Tra i documenti raccolti dall’avvocato Anselmo ci sono anche le riprese delle telecamere collocate all’esterno e all’interno di una sala giochi che si trova a una decina di metri dal luogo dove è avvenuto l’inseguimento. Le immagini mostrano un carabiniere che entra nel locale e che, tenendo in mano una pistola, ordina alle persone presenti di rimanere ferme con le mani in alto. Secondo l’avvocato Fabio Anselmo, le immagini «dimostrano in maniera eloquente lo stato psicologico in cui si trovava quel carabiniere in quel momento». I carabinieri sostengono invece che quel militare non sia quello che ha sparato a Bifolco, ma il suo compagno che inseguendo Equabile lo avrebbe cercato nella sala giochi.
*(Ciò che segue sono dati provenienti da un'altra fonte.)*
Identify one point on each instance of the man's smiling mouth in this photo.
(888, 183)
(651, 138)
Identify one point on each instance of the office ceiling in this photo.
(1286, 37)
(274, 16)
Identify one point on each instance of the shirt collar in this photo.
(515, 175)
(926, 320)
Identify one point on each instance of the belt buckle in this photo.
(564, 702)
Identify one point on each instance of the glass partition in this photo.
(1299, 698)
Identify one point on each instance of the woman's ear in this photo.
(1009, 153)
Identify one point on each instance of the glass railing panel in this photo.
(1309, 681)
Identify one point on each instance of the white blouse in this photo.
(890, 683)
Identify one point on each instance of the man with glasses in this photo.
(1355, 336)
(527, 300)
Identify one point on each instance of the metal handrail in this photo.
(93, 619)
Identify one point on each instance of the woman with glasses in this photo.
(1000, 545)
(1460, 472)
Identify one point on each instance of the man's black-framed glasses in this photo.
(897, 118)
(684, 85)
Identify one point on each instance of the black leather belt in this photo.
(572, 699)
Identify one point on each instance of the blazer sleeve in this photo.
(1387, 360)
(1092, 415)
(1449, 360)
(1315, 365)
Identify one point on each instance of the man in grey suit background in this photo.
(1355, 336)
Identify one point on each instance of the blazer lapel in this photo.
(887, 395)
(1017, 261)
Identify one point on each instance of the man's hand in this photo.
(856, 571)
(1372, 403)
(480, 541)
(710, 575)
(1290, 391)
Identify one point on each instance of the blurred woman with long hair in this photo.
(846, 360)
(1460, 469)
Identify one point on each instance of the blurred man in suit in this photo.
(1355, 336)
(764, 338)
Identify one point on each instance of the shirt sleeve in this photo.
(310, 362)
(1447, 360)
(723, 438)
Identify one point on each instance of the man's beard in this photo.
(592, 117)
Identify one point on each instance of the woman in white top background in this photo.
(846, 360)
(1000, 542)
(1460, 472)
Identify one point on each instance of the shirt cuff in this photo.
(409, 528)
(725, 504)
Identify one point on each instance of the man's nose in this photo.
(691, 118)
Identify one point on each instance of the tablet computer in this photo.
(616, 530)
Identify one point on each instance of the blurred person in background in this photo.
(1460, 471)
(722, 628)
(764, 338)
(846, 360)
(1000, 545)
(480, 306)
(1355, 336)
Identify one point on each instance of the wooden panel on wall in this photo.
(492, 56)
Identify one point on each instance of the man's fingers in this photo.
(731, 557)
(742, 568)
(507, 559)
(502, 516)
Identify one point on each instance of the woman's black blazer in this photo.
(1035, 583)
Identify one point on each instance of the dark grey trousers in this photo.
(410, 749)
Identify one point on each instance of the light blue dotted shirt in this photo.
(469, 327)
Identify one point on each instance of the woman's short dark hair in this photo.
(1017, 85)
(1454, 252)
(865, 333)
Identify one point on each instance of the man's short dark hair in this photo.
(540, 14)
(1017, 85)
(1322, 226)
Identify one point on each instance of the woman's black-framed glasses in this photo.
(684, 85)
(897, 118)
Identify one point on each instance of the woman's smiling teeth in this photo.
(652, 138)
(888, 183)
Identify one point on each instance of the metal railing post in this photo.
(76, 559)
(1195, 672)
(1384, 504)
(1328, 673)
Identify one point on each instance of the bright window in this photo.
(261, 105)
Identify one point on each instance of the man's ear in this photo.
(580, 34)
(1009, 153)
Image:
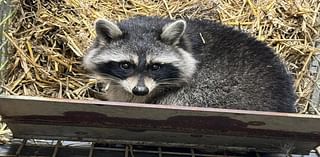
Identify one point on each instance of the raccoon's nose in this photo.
(140, 90)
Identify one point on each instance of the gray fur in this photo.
(220, 67)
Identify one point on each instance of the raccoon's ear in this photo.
(172, 32)
(107, 30)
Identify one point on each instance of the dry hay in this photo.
(49, 37)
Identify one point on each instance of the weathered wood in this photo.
(219, 129)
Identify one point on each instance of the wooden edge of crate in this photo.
(217, 129)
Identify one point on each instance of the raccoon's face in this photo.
(141, 57)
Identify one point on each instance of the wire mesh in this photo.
(49, 148)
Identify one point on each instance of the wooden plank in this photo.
(218, 129)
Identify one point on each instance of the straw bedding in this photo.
(48, 38)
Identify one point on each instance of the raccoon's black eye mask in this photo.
(120, 70)
(123, 70)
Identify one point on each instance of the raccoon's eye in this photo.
(125, 65)
(155, 67)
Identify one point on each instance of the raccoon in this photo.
(191, 62)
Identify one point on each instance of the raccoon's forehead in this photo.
(115, 54)
(135, 54)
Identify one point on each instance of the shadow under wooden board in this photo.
(163, 125)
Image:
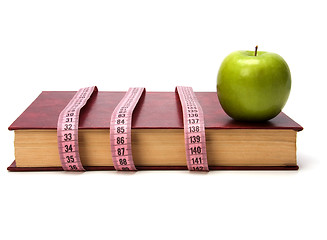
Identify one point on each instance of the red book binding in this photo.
(155, 110)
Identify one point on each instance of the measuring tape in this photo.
(120, 130)
(67, 130)
(194, 130)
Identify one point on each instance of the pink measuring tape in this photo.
(194, 130)
(67, 130)
(120, 130)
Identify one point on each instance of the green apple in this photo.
(253, 85)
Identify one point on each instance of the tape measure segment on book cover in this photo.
(194, 130)
(67, 130)
(120, 130)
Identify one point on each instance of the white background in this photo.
(66, 45)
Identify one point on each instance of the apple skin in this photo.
(253, 88)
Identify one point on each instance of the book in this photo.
(157, 134)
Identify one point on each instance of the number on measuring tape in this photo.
(67, 130)
(194, 130)
(120, 130)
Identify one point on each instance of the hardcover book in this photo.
(157, 135)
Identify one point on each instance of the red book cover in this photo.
(155, 110)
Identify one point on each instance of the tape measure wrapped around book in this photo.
(67, 130)
(194, 130)
(120, 130)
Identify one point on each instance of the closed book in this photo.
(157, 134)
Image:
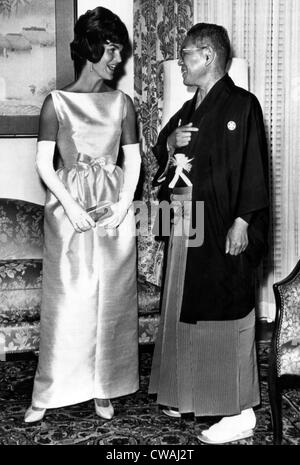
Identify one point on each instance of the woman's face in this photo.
(110, 59)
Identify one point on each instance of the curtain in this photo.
(267, 34)
(159, 28)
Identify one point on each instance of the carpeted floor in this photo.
(138, 420)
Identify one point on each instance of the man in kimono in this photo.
(205, 358)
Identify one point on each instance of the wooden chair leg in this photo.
(276, 405)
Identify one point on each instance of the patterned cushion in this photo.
(289, 335)
(21, 229)
(148, 298)
(21, 247)
(20, 291)
(148, 327)
(19, 338)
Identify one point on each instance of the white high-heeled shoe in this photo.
(104, 412)
(230, 429)
(32, 415)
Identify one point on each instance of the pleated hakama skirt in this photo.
(208, 368)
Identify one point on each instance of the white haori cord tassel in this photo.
(182, 163)
(131, 168)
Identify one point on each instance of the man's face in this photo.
(192, 62)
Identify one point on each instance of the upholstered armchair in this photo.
(21, 248)
(21, 264)
(284, 363)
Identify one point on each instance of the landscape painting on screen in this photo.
(27, 55)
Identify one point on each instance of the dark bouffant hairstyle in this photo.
(91, 31)
(218, 37)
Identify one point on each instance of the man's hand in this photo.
(237, 237)
(181, 136)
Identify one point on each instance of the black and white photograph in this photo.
(150, 226)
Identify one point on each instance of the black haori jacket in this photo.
(229, 173)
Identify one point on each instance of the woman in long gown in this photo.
(89, 341)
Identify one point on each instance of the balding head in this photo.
(216, 37)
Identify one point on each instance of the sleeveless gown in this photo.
(89, 328)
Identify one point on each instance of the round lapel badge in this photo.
(231, 125)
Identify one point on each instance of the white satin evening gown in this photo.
(89, 326)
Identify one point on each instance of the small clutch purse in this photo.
(100, 211)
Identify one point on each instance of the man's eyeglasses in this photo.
(189, 51)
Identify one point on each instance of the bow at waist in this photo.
(105, 162)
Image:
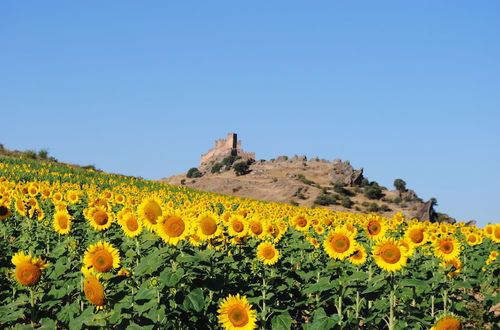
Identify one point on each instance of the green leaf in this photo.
(170, 278)
(282, 321)
(376, 286)
(322, 285)
(322, 321)
(194, 300)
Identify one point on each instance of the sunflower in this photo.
(474, 239)
(301, 222)
(375, 228)
(389, 255)
(28, 268)
(92, 287)
(72, 196)
(339, 243)
(237, 226)
(495, 236)
(131, 226)
(172, 227)
(416, 235)
(207, 226)
(4, 211)
(149, 211)
(446, 248)
(455, 265)
(20, 206)
(235, 312)
(410, 249)
(99, 218)
(102, 257)
(359, 255)
(267, 253)
(447, 322)
(62, 222)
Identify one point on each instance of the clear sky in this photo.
(404, 89)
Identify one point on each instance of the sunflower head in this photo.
(237, 226)
(446, 248)
(301, 222)
(358, 257)
(173, 227)
(101, 257)
(389, 255)
(62, 222)
(100, 218)
(130, 224)
(267, 253)
(149, 211)
(92, 287)
(447, 321)
(235, 312)
(207, 226)
(339, 243)
(28, 268)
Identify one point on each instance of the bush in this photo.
(303, 179)
(326, 199)
(373, 192)
(347, 202)
(229, 160)
(384, 208)
(43, 154)
(241, 168)
(216, 168)
(194, 173)
(30, 154)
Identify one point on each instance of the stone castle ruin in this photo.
(226, 147)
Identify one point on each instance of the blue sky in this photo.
(403, 89)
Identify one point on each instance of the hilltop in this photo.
(335, 185)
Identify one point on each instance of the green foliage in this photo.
(229, 160)
(400, 185)
(30, 154)
(194, 173)
(216, 168)
(241, 167)
(303, 179)
(43, 153)
(373, 192)
(326, 199)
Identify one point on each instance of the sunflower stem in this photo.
(392, 303)
(358, 304)
(264, 312)
(32, 303)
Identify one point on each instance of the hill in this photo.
(335, 185)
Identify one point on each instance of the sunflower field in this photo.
(84, 249)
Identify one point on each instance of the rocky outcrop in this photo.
(343, 172)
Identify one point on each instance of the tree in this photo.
(373, 192)
(400, 185)
(194, 173)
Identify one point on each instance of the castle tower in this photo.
(232, 140)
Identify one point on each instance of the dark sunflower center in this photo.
(132, 224)
(238, 317)
(101, 218)
(3, 210)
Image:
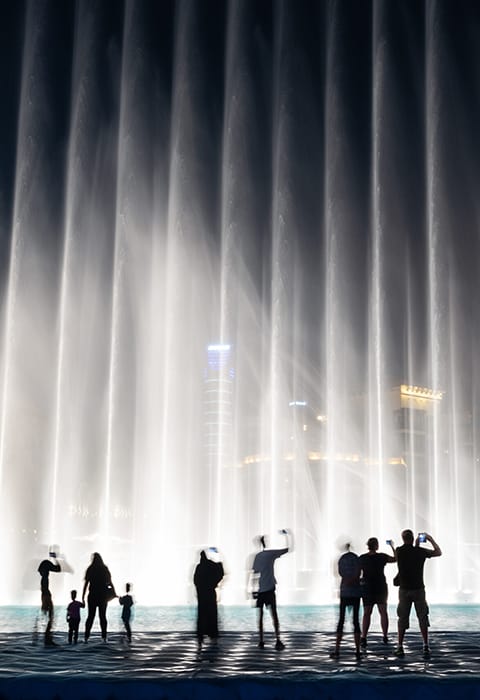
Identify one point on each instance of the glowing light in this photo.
(421, 392)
Questa versione è stata confermata da Salvatore Triunfo, uno dei ragazzi che era sul motorino, già sentito dal pubblico ministero la sera stessa della uccisione di Bifolco:
«È cominciato un inseguimento ad alta velocità. Siamo stati stretti a bassa velocità (30/40 km/h) nei pressi del marciapiedi che costeggia viale Traiano. A questo punto l’auto dei carabinieri che aveva anch’essa superato il cordolo delle carreggiate per venirci dietro, ha impattato il nostro motorino dietro e ci ha fatto cadere. Il ragazzo che guidava il motorino è scappato subito mentre io stavo per rialzarmi e Davide era già riuscito ad alzarsi. Ho visto un carabiniere che puntava la pistola verso Davide. Ho sentito il colpo e non ho visto la precisa direzione, perché mi sono girato. Poi Davide ha cominciato a tremare, mentre era a terra dopo pochi minuti non si muoveva più».
Le indagini – Spetterà agli stessi carabinieri fare luce su quanto accaduto quella notte. Decisione aspramente contestata dal legale della famiglia Bifolco. «Purtroppo in Italia è una prassi ricorrente e questo non va bene. È successo lo stesso ad esempio nel caso di Riccardo Magherini (l’ex calciatore della primavera della Fiorentina morto a Firenze lo scorso marzo: un video mostra Riccardo schiacciato a terra da quattro carabinieri, ndr). Il codice europeo e la corte di Strasburgo indicano che un procedimento per essere efficace deve essere condotto da un corpo differente da quello coinvolto. Naturalmente questo non significa che non abbia piena fiducia nella procura di Napoli».
Il corteo – Oltre 300 giovani, durante la giornata di ieri, 18 aprile, sono partiti in corteo nel centro storico di Napoli, con partenza da Piazza del Gesù e diretti verso la Prefettura, per chiedere giustizia al processo per l’uccisione del 17enne Davide Bifolco.
“Verità e giustizia per Davide” è scritto sullo striscione che apre il corteo, lo stesso che i ragazzi del Rione Traiano hanno esposto sulle torri del Maschio Angioino il 15 aprile scorso.